Lo scorso maggio il vicepremier Luigi Di Maio aveva affermato che la flat tax sarebbe stata realizzabile “recuperando i 300 miliardi di euro di grande evasione fiscale” e non “aumentando l’Iva” perché “sarebbe da folli”.
Il caso dell’Ungheria, Paese che ha introdotto la flat tax nel 2011, insegna che questo sistema fiscale non può non essere compensato da strumenti in grado di spostare le fonti di gettito e di assicurare una riscossione puntuale. Da un lato, l’amministrazione Orban accompagnò la riforma a una serie di stringenti controlli anti-evasione, dall’altro ha spostato l’imposizione sul fronte indiretto portando l’aliquota Iva più alta al 27%. Per Budapest la strategia ha funzionato perché, in seguito ai controlli, la platea dei cittadini che pagano imposte sui redditi si è allargata da 1,5 milioni (2011) ad oltre 4 milioni. Ma soprattutto, l’Ungheria ha potuto attirare investimenti esteri grazie all’aggressiva politica fiscale e la conseguente crescita economica ha aiutato il gettito fiscale (è stato inferiore solo nell’anno successivo all’introduzione della flat tax).
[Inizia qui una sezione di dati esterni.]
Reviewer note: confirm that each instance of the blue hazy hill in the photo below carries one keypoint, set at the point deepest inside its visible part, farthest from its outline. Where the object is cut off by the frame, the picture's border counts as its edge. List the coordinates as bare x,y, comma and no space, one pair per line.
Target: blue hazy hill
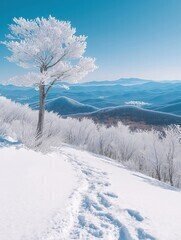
88,97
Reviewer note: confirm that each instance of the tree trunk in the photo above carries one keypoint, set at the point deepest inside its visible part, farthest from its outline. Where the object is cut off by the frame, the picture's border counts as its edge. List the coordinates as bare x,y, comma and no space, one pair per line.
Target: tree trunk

Le differenze di partenza fra Italia e Ungheria, però, sono evidenti e mettono in dubbio la percorribilità di una aggressiva riduzione delle imposte sui redditi. Un elemento è costituito dal costo dello stato sociale. L’Ungheria spende per la sanità un ammontare pari al 5,1% del suo Pil (2017); l’Italia il 6,8%. In protezione sociale Budapest destina il 14% del Pil, l’Italia il 20,9% (dati Eurostat). Dal 2011, anno di introduzione della flat tax, al 2017 la spesa pubblica sul Pil, in Ungheria, è diminuita dal 49.5% al 46,9% sul Pil. In secondo luogo, in Italia pesa il fenomeno dell’evasione fiscale, e il fatto che una seria lotta non giova politicamente a chi la promuove.
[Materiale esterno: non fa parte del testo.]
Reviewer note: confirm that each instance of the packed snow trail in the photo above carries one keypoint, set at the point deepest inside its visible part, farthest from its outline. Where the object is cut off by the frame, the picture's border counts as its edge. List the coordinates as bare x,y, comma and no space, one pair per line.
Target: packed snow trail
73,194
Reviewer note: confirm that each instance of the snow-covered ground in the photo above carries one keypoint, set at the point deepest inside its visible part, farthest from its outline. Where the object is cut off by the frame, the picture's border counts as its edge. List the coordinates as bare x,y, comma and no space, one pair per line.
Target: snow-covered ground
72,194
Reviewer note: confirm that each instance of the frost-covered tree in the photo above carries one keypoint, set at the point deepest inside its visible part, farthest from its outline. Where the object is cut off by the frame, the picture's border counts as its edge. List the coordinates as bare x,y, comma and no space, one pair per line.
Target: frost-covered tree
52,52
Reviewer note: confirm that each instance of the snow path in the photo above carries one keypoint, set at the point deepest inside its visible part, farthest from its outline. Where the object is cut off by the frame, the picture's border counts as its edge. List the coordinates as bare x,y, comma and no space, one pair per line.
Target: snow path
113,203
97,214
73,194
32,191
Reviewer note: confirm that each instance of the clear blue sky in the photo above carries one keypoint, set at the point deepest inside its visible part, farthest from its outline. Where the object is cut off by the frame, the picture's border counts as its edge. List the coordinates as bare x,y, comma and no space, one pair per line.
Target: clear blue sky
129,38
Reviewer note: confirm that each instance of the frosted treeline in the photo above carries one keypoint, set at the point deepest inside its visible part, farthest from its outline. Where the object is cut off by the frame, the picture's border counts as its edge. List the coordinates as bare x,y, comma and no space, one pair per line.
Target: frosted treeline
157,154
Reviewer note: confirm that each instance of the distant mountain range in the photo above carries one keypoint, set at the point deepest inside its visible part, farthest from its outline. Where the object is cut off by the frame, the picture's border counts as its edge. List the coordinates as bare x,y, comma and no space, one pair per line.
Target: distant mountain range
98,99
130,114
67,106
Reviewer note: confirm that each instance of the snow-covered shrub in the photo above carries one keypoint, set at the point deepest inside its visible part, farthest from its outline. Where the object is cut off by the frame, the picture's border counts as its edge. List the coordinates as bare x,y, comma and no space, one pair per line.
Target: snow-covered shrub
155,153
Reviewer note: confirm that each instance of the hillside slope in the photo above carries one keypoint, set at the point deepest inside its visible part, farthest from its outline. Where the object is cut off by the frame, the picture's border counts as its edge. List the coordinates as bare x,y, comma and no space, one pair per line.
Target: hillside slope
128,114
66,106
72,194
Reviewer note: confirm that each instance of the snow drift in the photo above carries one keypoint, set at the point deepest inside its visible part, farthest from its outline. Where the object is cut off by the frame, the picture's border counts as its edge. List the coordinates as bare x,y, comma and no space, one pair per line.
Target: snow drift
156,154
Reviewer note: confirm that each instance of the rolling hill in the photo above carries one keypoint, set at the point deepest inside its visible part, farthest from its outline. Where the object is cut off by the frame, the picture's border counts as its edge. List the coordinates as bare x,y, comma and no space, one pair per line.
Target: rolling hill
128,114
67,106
Ufficialmente il programma della Lega sulla tassa unica, recita: “Tolleranza zero per qualsiasi forma di evasione ed elusione fiscale e drastico aumento di controlli e sanzioni, compreso il ritiro della patente e del passaporto fino a 5 anni”. Il contratto di governo, invece, riduce il terreno d’azione ai pesci grossi: “sul piano della lotta all’evasione fiscale, l’azione è volta a inasprire l’esistente quadro sanzionatorio, amministrativo e penale, per assicurare il “carcere vero” per i grandi evasori”.
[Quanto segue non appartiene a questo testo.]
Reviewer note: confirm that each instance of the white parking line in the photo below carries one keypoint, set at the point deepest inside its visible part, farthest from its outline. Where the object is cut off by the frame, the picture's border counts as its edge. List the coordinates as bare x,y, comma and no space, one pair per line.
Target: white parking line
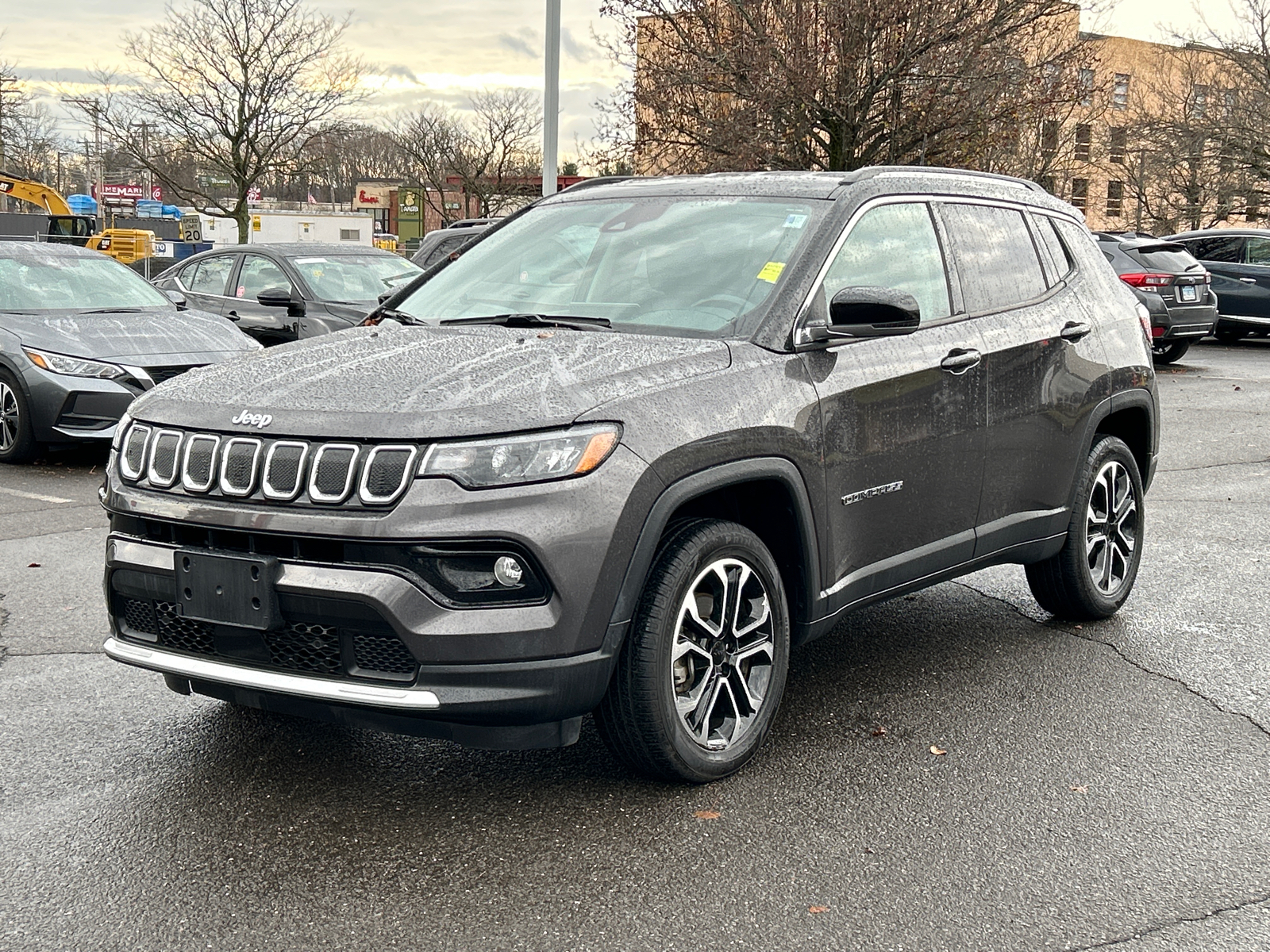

Di fatto la lotta all’evasione, fatta di strumenti di controllo pervasivi e sanzioni severe – proprie di Paesi come la Russia o l’Ungheria, entrambe dotate di flat tax – non sembra fra le priorità del governo. Resta da vedere, insomma, se gli annunci del vicepremier Di Maio sui 300 miliardi da recuperare dall’evasione, saranno destinati a trovare una seria attuazione.